I will: a) destroy the monitor in the objects destructor b) use the new style monitor creation fu.

Comment on attachment 78428 [details] [diff] [review] v.2 sr=jband. + mMon = nsnull; I'd remove this now that the monitor is destroyed in the dtor.

right. done.

Comment on attachment 78428 [details] [diff] [review] v.2 r=brendan@mozilla.org -- for optional bonus points, change those NULLs to be nsnulls, or better, test if (!mMon) to match style elsewhere. /be

Checking in nsComponentManager.cpp; /cvsroot/mozilla/xpcom/components/nsComponentManager.cpp,v <-- nsComponentManager.cpp new revision: 1.195; previous revision: 1.194 done We will want this on the mozilla 1.0 branch.

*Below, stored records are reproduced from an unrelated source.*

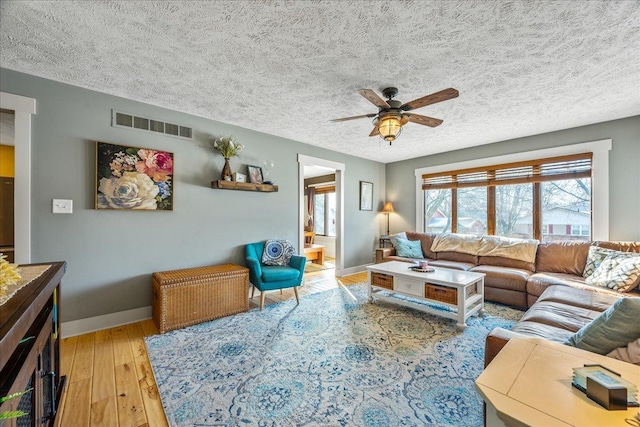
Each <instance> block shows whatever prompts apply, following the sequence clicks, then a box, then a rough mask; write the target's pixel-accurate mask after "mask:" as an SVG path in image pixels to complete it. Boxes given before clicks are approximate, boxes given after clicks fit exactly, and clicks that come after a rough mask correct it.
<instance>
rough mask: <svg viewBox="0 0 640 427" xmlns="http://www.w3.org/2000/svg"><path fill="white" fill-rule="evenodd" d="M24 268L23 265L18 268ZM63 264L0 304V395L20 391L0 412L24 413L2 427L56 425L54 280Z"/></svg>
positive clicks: (57, 332) (54, 297) (59, 329)
mask: <svg viewBox="0 0 640 427" xmlns="http://www.w3.org/2000/svg"><path fill="white" fill-rule="evenodd" d="M21 267H29V266H21ZM65 268H66V265H65V263H63V262H58V263H52V264H51V266H50V267H49V268H48V269H47V270H46V271H45V272H44V273H43V274H42V275H40V277H38V278H36V279H35V280H33V281H32V282H31V283H29V284H28V285H27V286H25V287H24V288H22V289H20V290H19V291H18V292H17V293H16V294H15V295H14V296H13V297H12V298H11V299H9V300H8V301H7V302H6V303H5V304H3V305H1V306H0V396H8V395H11V394H14V393H20V392H25V391H26V393H24V394H23V395H22V396H19V397H16V398H14V399H11V400H8V401H6V402H4V403H3V404H2V405H1V406H0V413H1V412H5V411H16V410H18V411H23V412H26V413H27V414H28V415H25V416H23V417H19V418H13V419H9V420H5V421H4V423H3V424H2V426H3V427H5V426H7V427H9V426H11V427H14V426H15V427H22V426H25V427H26V426H54V425H58V424H59V419H60V417H59V416H58V414H59V408H60V405H59V403H60V402H61V400H62V397H63V393H64V389H65V387H66V378H65V377H63V376H61V375H60V344H59V331H60V318H59V314H60V311H59V301H60V282H61V279H62V276H63V275H64V272H65Z"/></svg>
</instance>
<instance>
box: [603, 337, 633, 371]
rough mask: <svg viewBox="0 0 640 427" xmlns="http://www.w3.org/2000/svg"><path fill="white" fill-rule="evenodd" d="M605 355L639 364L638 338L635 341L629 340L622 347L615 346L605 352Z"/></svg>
mask: <svg viewBox="0 0 640 427" xmlns="http://www.w3.org/2000/svg"><path fill="white" fill-rule="evenodd" d="M607 356H609V357H613V358H614V359H618V360H624V361H625V362H629V363H634V364H636V365H640V338H638V339H637V340H635V341H631V342H630V343H629V344H627V345H626V346H624V347H618V348H616V349H615V350H613V351H612V352H610V353H609V354H607Z"/></svg>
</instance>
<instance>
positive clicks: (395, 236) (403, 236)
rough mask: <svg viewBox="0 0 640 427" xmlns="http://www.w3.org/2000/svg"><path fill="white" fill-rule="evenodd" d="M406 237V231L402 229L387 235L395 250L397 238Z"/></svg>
mask: <svg viewBox="0 0 640 427" xmlns="http://www.w3.org/2000/svg"><path fill="white" fill-rule="evenodd" d="M406 238H407V233H405V232H404V231H403V232H402V233H396V234H392V235H391V236H389V241H390V242H391V246H393V247H394V248H395V250H398V239H406ZM412 240H413V239H412Z"/></svg>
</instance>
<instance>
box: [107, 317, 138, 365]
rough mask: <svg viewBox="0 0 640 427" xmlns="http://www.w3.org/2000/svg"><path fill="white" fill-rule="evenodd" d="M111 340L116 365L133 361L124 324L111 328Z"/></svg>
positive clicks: (129, 346) (113, 353)
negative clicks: (119, 325)
mask: <svg viewBox="0 0 640 427" xmlns="http://www.w3.org/2000/svg"><path fill="white" fill-rule="evenodd" d="M111 340H112V341H113V361H114V363H115V364H116V366H118V365H124V364H125V363H131V362H133V353H132V352H131V344H130V343H129V333H128V332H127V327H126V326H118V327H116V328H111Z"/></svg>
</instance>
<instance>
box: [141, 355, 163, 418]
mask: <svg viewBox="0 0 640 427" xmlns="http://www.w3.org/2000/svg"><path fill="white" fill-rule="evenodd" d="M136 374H137V375H138V384H139V386H140V393H141V394H142V402H143V403H144V411H145V414H146V416H147V422H148V424H149V425H150V426H158V427H164V426H168V423H167V418H166V417H165V415H164V410H163V408H162V401H161V400H160V393H159V392H158V386H157V385H156V380H155V378H154V376H153V371H152V370H151V364H150V363H149V358H148V357H147V355H146V353H145V355H144V357H140V358H137V359H136Z"/></svg>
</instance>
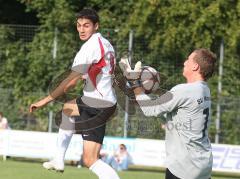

Comment on attachment 78428 [details] [diff] [review] v.2 a=asa (on behalf of drivers) for checkin to the 1.0 branch

Landed fix on branch: Checking in nsComponentManager.cpp; /cvsroot/mozilla/xpcom/components/nsComponentManager.cpp,v <-- nsComponentManager.cpp new revision: 1.194.2.2; previous revision: 1.194.2.1 done

adding fixed1.0.0 keyword (branch resolution). This bug has comments saying it was fixed on the 1.0 branch and a bonsai checkin comment that agrees. To verify the bug has been fixed on the 1.0 branch please replace the fixed1.0.0 keyword with verified1.0.0.